I thought scraping clean article text from Israeli news sites would be a quick win. Just grab the body, right? Turns out, that’s one of those problems that looks easy until you actually try it, especially with Hebrew content. I’ve now got a web service running on Google Cloud Run that handles 17 major Israeli news outlets, but getting here was a proper fight.

  • Most off-the-shelf extraction libraries (like newspaper3k) are built for English. They make assumptions about text direction, paragraph structure, and encoding that just fall apart with Hebrew. RTL text handling adds a whole layer of pain.
  • The tech stacks are wild. One site uses DraftJS, another is AMP, a third has a WordPress API, and a fourth runs on some custom CMS from the early 2000s. Each one needed a unique approach.
  • Some sites are actively hostile to automation. They serve completely different content depending on who’s asking, or they’re just plain unreachable from cloud infrastructure. Talk about fighting the OS!
  • My solution ended up being a chain of per-site extraction strategies. If the primary CSS selector fails, I try the next one. If that fails, I hit the site’s API if it has one. Only as a last resort do I fall back to a generic library.
  • The real work isn’t building it, it’s keeping it alive. I’ve done two full audit rounds across all 17 sites, fixing bugs on about half of them. Selectors drift constantly as sites update their markup. It’s a never-ending reverse-engineering project.
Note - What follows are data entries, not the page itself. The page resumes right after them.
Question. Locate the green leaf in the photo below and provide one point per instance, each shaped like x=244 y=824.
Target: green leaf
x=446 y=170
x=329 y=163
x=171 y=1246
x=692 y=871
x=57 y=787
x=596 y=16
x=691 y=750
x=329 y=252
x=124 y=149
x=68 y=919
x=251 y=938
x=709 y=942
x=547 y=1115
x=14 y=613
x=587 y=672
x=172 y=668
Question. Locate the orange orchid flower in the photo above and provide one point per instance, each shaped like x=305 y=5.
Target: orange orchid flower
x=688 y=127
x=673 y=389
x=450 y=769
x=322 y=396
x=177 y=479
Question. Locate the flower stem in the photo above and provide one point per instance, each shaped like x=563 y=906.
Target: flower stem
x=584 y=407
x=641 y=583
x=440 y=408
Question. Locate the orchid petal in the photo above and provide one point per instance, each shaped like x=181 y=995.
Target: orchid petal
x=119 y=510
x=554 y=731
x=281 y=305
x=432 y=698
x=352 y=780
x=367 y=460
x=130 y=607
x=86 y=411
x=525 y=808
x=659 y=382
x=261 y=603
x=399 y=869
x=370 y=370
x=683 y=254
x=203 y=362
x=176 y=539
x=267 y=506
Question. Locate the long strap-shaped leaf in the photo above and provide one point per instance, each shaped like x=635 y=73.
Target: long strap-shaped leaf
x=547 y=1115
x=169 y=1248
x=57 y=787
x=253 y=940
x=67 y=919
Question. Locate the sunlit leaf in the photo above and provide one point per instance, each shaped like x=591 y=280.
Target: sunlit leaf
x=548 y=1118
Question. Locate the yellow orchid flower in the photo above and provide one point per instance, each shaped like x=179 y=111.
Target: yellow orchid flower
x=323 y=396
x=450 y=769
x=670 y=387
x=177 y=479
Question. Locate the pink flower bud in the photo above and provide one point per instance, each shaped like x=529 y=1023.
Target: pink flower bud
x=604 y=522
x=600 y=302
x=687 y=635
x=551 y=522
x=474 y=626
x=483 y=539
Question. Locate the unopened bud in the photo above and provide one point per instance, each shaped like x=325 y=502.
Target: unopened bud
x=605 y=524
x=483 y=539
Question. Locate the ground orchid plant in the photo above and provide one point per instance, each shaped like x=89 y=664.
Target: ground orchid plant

This project taught me that building a scraper is maybe 20% of the job. Maintaining it is the other 80%. Every site redesign or new content protection layer means another mini-battle. I’m seriously considering if a browser extension approach might be more sustainable long-term. The interesting part here isn’t the code, it’s the constant problem-solving and learning how the web actually works behind the scenes.

Next: Investigate browser extension feasibility for more robust, long-term extraction.